Phone AI Agent Benchmarks Overstate Real Performance: New Study Exposes CLI, API GapTechTheDay

Phone AI Agent Benchmarks Overstate Real Performance: New Study Exposes CLI, API Gap

A complacent story has taken over the phone-agent race. Models score high on leaderboards, press releases hum, and the public hears a comforting claim: the agent can “use a phone.” What this truly signals is narrower. It signals that the agent can look at a screen, pick a button, and tap it. Useful. Not the job. Real mobile work leaks beneath the icons into files, permissions, system state, and services. PhoneHarness, a new framework posted on arXiv, drags that hidden layer into evaluation. It tests GUI actions, plus shell commands, plus API calls. The results don’t flatter today’s models. Good. A benchmark that flatters everything turns into marketing copy with a stopwatch.

Three Modalities, One Reality Check

PhoneHarness treats phone automation as three distinct modes. GUI actions cover tapping, swiping, scrolling, and reading screenshots or accessibility trees. Older suites like AndroidWorld, AndroidLab, MAS-Bench, and AmbiBench mostly grade this mode, which quietly teaches everyone to equate screen skill with full competence. Shell actions target the device OS through commands: files, processes, state queries. API actions bypass the screen with programmatic calls that can compress many GUI steps into one. PhoneHarness runs all three inside one harness on real Android environments across 14 task categories. Same device context, different output demands. That design forces an apples-to-apples view of where agents actually break.

GUI Skill Doesn’t Transfer, It Misleads

GUI agents often look smarter than they are. They receive a screenshot, then output a tap tied to coordinates or an element id, executed through ADB or accessibility services. This rewards visual grounding and short-horizon planning. Shell work asks for something else: commands that run. Models can know what should happen and still fail because a flag, quote, or path goes wrong. APIs create a third failure pattern. Tool calls tempt models into confident nonsense: wrong parameter names, wrong types, endpoints that don’t exist. PhoneHarness makes the uncomfortable point measurable. Strong GUI scores don’t predict shell or API success.

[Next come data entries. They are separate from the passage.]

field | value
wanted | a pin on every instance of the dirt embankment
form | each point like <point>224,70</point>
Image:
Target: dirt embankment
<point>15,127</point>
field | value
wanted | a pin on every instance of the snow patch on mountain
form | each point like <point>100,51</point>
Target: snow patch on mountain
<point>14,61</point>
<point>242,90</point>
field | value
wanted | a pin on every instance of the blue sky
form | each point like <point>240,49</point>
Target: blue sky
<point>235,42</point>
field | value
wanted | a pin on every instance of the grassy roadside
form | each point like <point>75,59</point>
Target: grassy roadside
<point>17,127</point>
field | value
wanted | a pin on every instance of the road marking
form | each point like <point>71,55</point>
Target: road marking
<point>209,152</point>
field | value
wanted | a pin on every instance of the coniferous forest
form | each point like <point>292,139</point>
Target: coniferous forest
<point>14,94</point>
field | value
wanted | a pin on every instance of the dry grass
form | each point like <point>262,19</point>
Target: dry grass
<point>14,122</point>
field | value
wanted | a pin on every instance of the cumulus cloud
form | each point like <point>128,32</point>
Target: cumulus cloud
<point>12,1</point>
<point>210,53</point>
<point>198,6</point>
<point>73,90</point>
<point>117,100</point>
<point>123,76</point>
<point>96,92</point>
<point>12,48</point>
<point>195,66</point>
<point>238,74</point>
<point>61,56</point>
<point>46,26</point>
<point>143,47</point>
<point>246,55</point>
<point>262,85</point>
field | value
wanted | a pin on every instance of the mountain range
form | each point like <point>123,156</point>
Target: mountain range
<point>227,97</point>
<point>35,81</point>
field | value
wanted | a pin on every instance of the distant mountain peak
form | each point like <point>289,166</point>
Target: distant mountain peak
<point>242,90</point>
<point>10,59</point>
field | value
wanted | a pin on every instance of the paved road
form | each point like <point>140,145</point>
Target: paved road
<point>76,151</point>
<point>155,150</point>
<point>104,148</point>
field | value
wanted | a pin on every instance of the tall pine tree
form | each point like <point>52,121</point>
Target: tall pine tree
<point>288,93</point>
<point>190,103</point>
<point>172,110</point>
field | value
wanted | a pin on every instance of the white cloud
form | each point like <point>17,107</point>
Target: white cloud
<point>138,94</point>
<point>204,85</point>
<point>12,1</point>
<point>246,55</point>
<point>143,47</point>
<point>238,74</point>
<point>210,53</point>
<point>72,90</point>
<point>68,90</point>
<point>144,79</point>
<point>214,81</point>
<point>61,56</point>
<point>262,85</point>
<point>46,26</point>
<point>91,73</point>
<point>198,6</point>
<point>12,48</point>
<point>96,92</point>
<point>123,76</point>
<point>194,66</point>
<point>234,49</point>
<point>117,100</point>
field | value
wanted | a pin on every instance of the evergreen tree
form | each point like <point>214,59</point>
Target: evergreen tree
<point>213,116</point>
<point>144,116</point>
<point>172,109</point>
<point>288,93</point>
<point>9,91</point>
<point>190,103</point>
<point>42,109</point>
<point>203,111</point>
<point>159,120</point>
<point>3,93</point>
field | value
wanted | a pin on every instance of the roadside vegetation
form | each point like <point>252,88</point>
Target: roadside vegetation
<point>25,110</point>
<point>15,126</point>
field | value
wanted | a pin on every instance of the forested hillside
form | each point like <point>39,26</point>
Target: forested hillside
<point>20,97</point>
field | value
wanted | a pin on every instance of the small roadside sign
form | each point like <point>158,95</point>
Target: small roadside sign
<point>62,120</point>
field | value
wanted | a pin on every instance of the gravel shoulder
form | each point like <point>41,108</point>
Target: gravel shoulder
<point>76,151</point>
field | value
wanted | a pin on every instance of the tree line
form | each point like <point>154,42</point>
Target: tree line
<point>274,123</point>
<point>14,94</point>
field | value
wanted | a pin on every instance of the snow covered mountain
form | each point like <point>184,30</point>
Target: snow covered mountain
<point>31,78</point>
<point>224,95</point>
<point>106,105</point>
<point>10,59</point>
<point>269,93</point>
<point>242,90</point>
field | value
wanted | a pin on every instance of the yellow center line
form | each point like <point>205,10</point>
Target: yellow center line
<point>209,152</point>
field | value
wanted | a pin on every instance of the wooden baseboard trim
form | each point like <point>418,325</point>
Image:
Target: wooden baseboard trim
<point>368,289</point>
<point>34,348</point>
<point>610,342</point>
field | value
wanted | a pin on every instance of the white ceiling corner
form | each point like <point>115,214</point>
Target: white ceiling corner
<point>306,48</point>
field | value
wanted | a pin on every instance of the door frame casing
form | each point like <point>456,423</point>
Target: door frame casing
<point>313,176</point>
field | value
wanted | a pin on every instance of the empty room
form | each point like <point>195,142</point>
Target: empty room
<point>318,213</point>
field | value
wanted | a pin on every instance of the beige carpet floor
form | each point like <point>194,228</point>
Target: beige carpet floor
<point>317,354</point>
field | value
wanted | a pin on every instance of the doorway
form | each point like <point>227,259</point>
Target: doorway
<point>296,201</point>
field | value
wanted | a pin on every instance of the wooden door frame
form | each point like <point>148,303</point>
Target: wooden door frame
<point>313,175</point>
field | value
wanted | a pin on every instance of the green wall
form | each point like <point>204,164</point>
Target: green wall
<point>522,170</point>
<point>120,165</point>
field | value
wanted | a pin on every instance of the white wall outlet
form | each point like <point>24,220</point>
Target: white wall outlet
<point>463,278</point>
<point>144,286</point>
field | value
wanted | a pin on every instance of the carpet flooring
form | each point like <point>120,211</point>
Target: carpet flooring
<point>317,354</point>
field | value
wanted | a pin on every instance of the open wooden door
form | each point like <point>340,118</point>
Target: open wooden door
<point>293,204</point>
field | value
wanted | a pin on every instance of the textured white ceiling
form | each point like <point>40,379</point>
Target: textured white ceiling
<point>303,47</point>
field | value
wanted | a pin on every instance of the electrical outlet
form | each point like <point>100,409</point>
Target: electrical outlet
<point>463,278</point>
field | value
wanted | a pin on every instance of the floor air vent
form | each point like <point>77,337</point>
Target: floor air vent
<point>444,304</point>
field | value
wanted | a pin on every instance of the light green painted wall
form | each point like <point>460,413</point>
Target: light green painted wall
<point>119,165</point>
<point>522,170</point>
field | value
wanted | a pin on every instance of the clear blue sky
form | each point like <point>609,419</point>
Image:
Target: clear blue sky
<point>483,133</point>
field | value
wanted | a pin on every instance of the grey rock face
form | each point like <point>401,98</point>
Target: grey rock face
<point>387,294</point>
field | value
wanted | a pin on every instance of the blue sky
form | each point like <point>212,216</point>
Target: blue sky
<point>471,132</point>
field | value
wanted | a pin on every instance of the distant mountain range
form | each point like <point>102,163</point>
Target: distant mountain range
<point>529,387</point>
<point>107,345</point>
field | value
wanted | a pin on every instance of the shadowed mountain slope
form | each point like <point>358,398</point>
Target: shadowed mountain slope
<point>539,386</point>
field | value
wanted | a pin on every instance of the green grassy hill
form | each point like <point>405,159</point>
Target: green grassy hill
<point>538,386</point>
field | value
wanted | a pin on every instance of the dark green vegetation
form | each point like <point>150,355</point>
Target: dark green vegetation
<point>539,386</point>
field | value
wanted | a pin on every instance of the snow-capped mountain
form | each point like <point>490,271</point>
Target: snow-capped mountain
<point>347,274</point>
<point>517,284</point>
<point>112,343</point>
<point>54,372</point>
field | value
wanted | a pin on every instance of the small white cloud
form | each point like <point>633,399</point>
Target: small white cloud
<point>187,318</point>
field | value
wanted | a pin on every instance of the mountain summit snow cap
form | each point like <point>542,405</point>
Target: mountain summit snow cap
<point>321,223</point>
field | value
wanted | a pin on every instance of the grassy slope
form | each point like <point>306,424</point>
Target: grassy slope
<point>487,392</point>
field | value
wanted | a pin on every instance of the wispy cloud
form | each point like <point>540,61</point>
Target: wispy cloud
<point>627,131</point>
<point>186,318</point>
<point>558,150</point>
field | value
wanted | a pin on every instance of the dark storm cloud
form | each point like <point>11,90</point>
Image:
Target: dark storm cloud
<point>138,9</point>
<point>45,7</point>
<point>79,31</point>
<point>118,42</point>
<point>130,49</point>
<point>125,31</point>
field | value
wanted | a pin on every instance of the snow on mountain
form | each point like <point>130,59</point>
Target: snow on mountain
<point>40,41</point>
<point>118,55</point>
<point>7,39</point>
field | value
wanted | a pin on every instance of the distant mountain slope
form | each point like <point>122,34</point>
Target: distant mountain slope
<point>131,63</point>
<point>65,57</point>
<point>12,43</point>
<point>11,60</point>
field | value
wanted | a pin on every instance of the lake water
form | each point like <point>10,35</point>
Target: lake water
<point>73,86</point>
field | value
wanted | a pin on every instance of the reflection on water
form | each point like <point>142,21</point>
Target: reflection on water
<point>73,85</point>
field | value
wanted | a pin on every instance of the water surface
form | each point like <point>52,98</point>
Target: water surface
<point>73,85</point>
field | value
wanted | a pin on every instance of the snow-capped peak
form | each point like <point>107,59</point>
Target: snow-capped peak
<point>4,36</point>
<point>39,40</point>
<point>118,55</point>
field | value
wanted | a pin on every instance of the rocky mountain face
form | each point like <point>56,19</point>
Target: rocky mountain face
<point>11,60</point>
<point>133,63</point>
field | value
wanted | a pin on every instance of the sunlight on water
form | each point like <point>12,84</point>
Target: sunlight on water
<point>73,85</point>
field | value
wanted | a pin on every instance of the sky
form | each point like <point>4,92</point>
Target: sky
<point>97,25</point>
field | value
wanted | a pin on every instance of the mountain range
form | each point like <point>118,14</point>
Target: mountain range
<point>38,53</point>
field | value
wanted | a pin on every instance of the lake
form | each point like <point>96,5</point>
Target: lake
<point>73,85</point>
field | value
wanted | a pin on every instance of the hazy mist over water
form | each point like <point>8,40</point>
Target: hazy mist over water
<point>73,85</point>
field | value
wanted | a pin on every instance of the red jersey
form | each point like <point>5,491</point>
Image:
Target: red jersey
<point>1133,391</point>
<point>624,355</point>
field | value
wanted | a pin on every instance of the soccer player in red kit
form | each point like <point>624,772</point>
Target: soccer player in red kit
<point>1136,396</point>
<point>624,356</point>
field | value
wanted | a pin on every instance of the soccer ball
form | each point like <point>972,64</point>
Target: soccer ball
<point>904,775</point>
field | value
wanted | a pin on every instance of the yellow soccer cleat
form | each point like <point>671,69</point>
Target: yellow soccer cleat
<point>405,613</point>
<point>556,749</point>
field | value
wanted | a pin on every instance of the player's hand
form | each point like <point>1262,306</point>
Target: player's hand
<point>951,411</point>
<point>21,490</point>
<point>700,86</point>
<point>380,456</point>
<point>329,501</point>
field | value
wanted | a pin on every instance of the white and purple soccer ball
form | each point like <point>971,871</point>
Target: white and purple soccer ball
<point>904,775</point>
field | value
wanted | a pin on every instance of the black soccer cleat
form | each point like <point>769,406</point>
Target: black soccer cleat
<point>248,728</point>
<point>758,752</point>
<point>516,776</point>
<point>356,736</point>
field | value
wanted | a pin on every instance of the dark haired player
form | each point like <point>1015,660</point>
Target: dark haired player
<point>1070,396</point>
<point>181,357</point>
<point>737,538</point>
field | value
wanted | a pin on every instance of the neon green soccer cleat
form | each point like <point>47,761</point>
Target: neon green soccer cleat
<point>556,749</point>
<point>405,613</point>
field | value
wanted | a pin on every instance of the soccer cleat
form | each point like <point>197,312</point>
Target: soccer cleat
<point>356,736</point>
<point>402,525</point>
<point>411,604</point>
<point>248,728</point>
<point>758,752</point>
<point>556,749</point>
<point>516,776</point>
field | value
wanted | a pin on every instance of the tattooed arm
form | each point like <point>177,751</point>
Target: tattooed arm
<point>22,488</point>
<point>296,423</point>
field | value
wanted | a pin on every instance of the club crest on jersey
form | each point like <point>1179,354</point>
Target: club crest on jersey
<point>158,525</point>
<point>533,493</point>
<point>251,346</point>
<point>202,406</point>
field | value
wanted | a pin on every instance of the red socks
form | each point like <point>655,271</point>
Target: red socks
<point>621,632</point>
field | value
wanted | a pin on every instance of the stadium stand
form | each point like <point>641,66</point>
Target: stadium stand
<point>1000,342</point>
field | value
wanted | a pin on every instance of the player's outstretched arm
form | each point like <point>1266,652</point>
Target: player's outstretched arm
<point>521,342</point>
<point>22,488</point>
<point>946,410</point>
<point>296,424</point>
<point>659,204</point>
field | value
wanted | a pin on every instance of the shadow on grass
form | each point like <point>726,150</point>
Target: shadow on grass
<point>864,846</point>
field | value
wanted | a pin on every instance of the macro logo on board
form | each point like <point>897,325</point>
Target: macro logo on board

Benchmarks Saturate, Then They Lie

Benchmarks saturate when a community optimizes for them. AndroidWorld, published in 2024 and shown at ICLR 2025, offered reproducible emulation and clean scoring. Agents now report over 90 percent success on its 116 tasks, which sounds triumphant until the suite stops separating strong models from tuned ones. Newer work tried to fix this by making GUI chains nastier. MobileWorld at ACL 2026 added cross-app workflows and MCP-augmented tasks, with the best model around 51.7 percent. AndroidDaily pushed into closed-source apps and the strongest model reached about 62 percent. PhoneHarness takes a sharper approach. It changes the modality mix. The score drops when CLI and API actions appear because the benchmark starts measuring neglected skills.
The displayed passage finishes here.